第2話 友達とはつまり悪友という(新しく編集)

エロゲ。

通称、エロゲーム。

18禁のとってもエッチなゲームであり、18歳未満は絶対に買えない。

年齢制限が掛かっている。

所謂、C◯ROのZ指定と同じだ。

18歳未満は購入に際し、身分証の提示が求められる.....筈だ。


そんなエロゲをある日の事、うちの美少女クラス委員が16歳という年齢を誤魔化し?ながら何らか?の身分証で買っていた。

彼女は学校一の美少女で有り、学年でも結構な成績をしているのだが。

まさかそんな趣味があるとは思わなんだ。


あまり友人の様に軽々しくその中島という名の少女と話した事は無いが.....そんなものを買う女子とは思わず俺は遭遇してからずっと苦笑いしか出ず、だった。
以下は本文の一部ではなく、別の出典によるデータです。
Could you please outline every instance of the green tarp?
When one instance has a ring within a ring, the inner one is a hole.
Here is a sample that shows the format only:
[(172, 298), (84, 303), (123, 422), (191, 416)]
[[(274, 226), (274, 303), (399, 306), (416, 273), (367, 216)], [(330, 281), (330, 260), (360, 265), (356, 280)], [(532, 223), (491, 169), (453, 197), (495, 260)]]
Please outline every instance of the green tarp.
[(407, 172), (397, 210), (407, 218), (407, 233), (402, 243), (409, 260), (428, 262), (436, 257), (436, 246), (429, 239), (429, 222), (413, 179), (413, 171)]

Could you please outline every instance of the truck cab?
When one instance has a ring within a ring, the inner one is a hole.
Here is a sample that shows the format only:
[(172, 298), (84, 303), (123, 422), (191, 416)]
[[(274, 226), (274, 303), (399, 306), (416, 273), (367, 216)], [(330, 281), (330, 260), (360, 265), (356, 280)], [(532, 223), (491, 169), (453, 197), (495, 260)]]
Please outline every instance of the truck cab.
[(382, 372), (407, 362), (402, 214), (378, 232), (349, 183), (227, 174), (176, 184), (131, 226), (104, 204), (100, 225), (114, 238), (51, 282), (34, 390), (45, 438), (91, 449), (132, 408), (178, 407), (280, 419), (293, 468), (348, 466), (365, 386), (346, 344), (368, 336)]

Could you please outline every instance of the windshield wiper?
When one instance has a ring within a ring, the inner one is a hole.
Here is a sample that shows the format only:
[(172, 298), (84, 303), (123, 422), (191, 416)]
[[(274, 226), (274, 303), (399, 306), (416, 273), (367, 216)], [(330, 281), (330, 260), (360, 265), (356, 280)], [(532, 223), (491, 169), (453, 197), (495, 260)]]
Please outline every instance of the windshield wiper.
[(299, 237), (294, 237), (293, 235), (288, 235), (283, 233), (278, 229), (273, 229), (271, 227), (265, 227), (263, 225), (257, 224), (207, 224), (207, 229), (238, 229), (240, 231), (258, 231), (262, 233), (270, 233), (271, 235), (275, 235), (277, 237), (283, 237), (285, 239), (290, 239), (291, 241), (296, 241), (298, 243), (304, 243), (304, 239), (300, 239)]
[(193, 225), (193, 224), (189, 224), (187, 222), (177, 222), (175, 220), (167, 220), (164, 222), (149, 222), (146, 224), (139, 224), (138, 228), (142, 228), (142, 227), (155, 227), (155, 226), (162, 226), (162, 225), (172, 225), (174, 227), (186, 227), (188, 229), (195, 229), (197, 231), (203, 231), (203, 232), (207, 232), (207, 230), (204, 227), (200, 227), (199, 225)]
そしてなかなかその中島に、忘れろ忘れろ忘れろ忘れろ忘れろ、とヤンデレの女子の様に目を回転させた中島に束縛されて逃がしてもらえず。

午後の今に至っている。


時間にして20分も無駄にした。

クソッタレ.....俺に何の恨みがあるってんだ。

それから俺は帰宅してからリビングにため息交じりで居る。

すると帰宅したのか背後から妹の声がしてきた。

どうしたの?と聞きながら、だ。


「お兄ちゃん?」


「.....ああ。柚か。おかえり」


ただいま、と笑みを浮かべて答える真面目系美少女。

荷物を置きながら疲れたぁ、と話した。

長谷川柚(はせがわゆず)、中学3年生の妹だ。

顔が小さく顔立ちがかなり整っており、童顔ながらも大人びている顔。

そして身長も165と結構ある少女。


バレー部の部員だと聞いたが。

成績も優秀な完璧な妹といえる。

性格的には世話焼き女房的な感じだ。

勿論、エロゲとは全く縁もゆかりも無い本当の真面目系。

熱中スポコン系だ。


そんな柚を見ながら、何でもない、と俺は苦笑した。

柚は、そう?、と俺から視線を外しながら喉が渇いていたのかジュースを鼻歌交じりにコップにいれてから。


ついで的な感じで俺に向いて、飲む?、と聞いてくる。

俺は、ああじゃあ.....貰おうかな、と返事しながらそのままジュースの入ったコップを受け取った。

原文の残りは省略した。